NEW YORK (CNS) — “Dylan Dog: Dead of Night” (Freestyle) may prove that your mother was right when she used to warn you, “Those comic books will rot your brain!” Scenes of mayhem and some language issues, moreover, mark this maladroit screen adaptation of an Italian series of comics as off-limits to its youthful target audience.
The movie‘s potentially diverting premise holds that the undead – vampires, zombies and the occasional werewolf — co-exist peacefully with the living, and perform useful jobs such as morgue attendant, until something goes wrong that plunges them into murderous behavior.
But director Kevin Munroe and screenwriters Thomas Dean Donnelly and Joshua Oppenheimer drive it all into the ground, hobbled by a low budget that only allows for vampire teeth, some glowing eyes, a few wigs and what appears to be a single werewolf outfit.
Supernatural? It ain’t so super, and it’s not all that natural, either.

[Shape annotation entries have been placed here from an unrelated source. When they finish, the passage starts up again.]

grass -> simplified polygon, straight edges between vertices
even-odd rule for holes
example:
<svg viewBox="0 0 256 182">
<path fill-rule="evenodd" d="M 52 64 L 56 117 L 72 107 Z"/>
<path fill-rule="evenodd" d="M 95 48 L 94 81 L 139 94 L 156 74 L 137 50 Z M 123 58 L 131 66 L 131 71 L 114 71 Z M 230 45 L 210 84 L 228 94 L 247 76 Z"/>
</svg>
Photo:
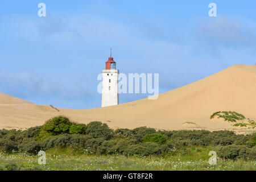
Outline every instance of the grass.
<svg viewBox="0 0 256 182">
<path fill-rule="evenodd" d="M 55 148 L 46 151 L 47 164 L 40 165 L 39 156 L 24 153 L 0 152 L 2 170 L 256 170 L 255 161 L 218 159 L 208 163 L 213 147 L 193 147 L 189 152 L 175 152 L 163 156 L 92 155 L 82 149 Z"/>
</svg>

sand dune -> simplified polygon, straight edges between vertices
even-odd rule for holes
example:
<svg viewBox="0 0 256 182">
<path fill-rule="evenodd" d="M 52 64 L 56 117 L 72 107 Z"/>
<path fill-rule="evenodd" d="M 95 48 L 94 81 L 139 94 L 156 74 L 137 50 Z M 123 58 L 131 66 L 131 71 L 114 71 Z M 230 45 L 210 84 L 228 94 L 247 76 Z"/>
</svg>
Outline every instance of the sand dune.
<svg viewBox="0 0 256 182">
<path fill-rule="evenodd" d="M 14 97 L 3 93 L 0 92 L 0 104 L 32 104 L 22 99 Z"/>
<path fill-rule="evenodd" d="M 61 114 L 81 123 L 100 121 L 112 128 L 146 126 L 167 130 L 237 129 L 221 119 L 210 119 L 209 117 L 215 111 L 231 110 L 256 120 L 256 66 L 233 65 L 162 93 L 156 100 L 145 98 L 103 108 L 59 109 L 58 111 L 49 106 L 22 103 L 23 100 L 15 98 L 12 99 L 16 99 L 17 103 L 5 103 L 11 96 L 2 94 L 1 128 L 24 129 L 40 125 L 49 118 Z"/>
</svg>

Brandon Routh as private eye Dylan Dog – who prowls through New Orleans to find out why the killing spree has begun with cases involving his client Elizabeth (Anita Briem) and his dead sidekick Marcus (Sam Huntington) – has little to do except for cocking his eyebrows and spouting leaden dialogue.
Typical of the macabre humor occasionally on display is the idea of a “parts shop” where the undead from all over the country can purchase all manner of body parts that have dropped off, or been torn off, during their nights of mayhem.
The film contains considerable action violence, a few drug references and fleeting crude and crass language. The Catholic News Service classification is A-III – adults. The Motion Picture Association of America rating is PG-13 — parents strongly cautioned. Some material may be inappropriate for children under 13.